SunCor Development Co.’s Marina Heights proposal on the banks of Tempe Town Lake managed to accomplish what had previously been impossible; it put Tempe officials on the same page as aviation interests out of Phoenix Sky Harbor International Airport.
Both camps insisted they needed more time to review the 3 million square-foot office/ retail/condominium project after the developer and the owner of the land it hopes to buy, Arizona State University, asked that the city take no more than a month to do so.
With no logical explanation why this had to be at the state’s Board of Regents’ June meeting for approval of the $20 million land sale, SunCor and ASU put their application on hold until further notice.
This was the right thing to do — the only thing to do.
Now, we hope this change can provide a fresh start for all parties involved. We hope it doesn’t signal a return to the snail’s pace at which development of this site had been proceeding, which has left Tempe taxpayers with lake maintenance bills that building up this property is supposed to cover.
This is Lot 59N — 26 acres of overflow Arizona State University parking, sandwiched between Rio Salado Parkway and the Salt River bed, the Rural Road bridge and the condos and offices of SunCor’s Hayden Ferry.

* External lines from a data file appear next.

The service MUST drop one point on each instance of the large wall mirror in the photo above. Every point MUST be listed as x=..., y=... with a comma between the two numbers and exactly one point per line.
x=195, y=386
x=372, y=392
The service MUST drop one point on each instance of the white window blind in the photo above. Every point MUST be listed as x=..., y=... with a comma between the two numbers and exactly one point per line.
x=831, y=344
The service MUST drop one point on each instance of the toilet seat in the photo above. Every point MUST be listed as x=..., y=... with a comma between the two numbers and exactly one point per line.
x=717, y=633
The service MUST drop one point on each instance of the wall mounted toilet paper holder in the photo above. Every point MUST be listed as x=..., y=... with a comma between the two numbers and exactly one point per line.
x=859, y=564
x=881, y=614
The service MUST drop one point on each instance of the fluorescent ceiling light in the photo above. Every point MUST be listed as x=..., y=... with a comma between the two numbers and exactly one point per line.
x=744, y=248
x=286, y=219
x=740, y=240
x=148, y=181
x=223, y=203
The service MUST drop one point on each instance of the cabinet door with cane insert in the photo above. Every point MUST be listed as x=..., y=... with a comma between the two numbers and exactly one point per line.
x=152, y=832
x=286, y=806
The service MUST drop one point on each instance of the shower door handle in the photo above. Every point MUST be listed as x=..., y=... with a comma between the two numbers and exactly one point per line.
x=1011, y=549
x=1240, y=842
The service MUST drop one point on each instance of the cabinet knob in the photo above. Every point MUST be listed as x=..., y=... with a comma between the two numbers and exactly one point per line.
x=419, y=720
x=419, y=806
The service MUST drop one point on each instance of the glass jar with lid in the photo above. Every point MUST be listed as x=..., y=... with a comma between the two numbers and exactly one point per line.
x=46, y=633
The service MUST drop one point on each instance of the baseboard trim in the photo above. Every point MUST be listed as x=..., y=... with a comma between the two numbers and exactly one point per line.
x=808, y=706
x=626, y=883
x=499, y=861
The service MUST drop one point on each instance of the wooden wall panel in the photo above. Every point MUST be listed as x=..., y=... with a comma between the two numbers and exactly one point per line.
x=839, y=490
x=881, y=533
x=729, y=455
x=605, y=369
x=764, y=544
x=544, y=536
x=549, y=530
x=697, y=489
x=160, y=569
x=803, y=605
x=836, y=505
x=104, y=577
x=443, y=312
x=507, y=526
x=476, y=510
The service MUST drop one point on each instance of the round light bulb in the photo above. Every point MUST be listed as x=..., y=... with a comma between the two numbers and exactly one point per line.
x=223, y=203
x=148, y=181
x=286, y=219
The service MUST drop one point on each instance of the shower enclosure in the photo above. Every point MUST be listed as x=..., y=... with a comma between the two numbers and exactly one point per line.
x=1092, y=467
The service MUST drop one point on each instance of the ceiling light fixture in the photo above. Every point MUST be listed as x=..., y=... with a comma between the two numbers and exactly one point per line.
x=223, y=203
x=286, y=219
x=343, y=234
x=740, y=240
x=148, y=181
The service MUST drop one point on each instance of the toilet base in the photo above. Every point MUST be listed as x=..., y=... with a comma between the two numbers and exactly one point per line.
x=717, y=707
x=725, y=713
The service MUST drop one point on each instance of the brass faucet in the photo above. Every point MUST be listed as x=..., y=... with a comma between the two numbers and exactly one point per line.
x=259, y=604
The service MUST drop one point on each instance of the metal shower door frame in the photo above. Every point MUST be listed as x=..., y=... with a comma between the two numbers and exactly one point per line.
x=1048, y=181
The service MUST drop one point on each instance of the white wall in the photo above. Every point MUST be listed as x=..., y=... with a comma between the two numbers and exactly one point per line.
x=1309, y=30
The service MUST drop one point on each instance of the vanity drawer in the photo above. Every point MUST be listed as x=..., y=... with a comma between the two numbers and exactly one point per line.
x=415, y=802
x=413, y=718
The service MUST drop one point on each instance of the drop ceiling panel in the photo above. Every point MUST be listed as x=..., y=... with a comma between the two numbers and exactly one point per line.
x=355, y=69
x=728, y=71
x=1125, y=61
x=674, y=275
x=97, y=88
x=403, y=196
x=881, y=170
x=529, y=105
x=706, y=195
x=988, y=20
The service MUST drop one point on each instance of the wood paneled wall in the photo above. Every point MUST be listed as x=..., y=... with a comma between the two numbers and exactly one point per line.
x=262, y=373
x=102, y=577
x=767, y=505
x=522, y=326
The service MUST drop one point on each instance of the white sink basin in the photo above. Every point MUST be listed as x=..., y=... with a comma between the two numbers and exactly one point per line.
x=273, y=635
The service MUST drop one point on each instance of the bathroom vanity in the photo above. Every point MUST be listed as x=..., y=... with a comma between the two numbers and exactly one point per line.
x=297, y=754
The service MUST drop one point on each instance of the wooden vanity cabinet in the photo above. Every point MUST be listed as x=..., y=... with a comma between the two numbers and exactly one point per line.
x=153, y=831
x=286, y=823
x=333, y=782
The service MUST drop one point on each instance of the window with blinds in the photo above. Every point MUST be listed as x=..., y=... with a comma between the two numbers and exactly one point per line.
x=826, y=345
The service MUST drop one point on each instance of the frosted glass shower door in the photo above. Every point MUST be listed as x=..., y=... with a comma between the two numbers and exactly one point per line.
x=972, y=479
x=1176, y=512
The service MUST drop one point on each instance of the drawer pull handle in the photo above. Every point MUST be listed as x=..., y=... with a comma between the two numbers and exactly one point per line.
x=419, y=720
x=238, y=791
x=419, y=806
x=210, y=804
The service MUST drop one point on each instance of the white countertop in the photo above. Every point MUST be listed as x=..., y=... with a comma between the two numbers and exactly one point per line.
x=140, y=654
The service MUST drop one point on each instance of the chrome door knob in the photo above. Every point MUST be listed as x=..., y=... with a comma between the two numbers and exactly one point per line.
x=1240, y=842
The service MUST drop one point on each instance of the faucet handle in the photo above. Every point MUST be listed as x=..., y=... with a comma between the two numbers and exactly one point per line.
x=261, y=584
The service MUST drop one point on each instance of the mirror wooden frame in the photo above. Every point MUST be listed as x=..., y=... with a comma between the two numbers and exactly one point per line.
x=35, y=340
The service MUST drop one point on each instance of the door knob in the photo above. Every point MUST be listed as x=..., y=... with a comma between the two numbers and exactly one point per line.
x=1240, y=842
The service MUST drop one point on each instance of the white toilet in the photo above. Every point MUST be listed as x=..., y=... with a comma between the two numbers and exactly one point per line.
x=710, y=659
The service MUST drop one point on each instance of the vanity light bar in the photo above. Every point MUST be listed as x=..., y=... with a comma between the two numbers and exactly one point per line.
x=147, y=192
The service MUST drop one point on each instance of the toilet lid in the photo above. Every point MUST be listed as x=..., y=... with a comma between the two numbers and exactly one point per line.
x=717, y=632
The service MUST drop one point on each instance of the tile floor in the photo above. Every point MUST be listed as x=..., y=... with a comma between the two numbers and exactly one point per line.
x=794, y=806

It’s also, as Tempe Mayor Hugh Hallman told then-Tribune writer Jason Emerson two years ago, “right in the middle of Town Lake. It is the most easily developable. And it’s the most visible. It’s the focus. We can’t demonstrate that the lake is viable if this property sits vacant.”
Emerson’s February 2005 story was an indepth look of how ASU and SunCor’s already protracted process had hit a stalemate over ASU’s dreams of a retail bonanza versus the more office- and residential-oriented reality SunCor was presenting to them.
Still, the school and the company, hammered out an agreement on the basic outline of the project in late 2004.
Friday’s delay is also a chance for Tempe and Phoenix to build a more cooperative relationship, based on shared interests rather than pretending they don’t have any, while Tempe ponders Marina Heights’ density and Phoenix looks at the safety implications of its tallest towers for its flight path.
Tempe needs to see this land developed within the reasonably near future —but wisely and cooperatively. It’s too important for it to be handled any other way.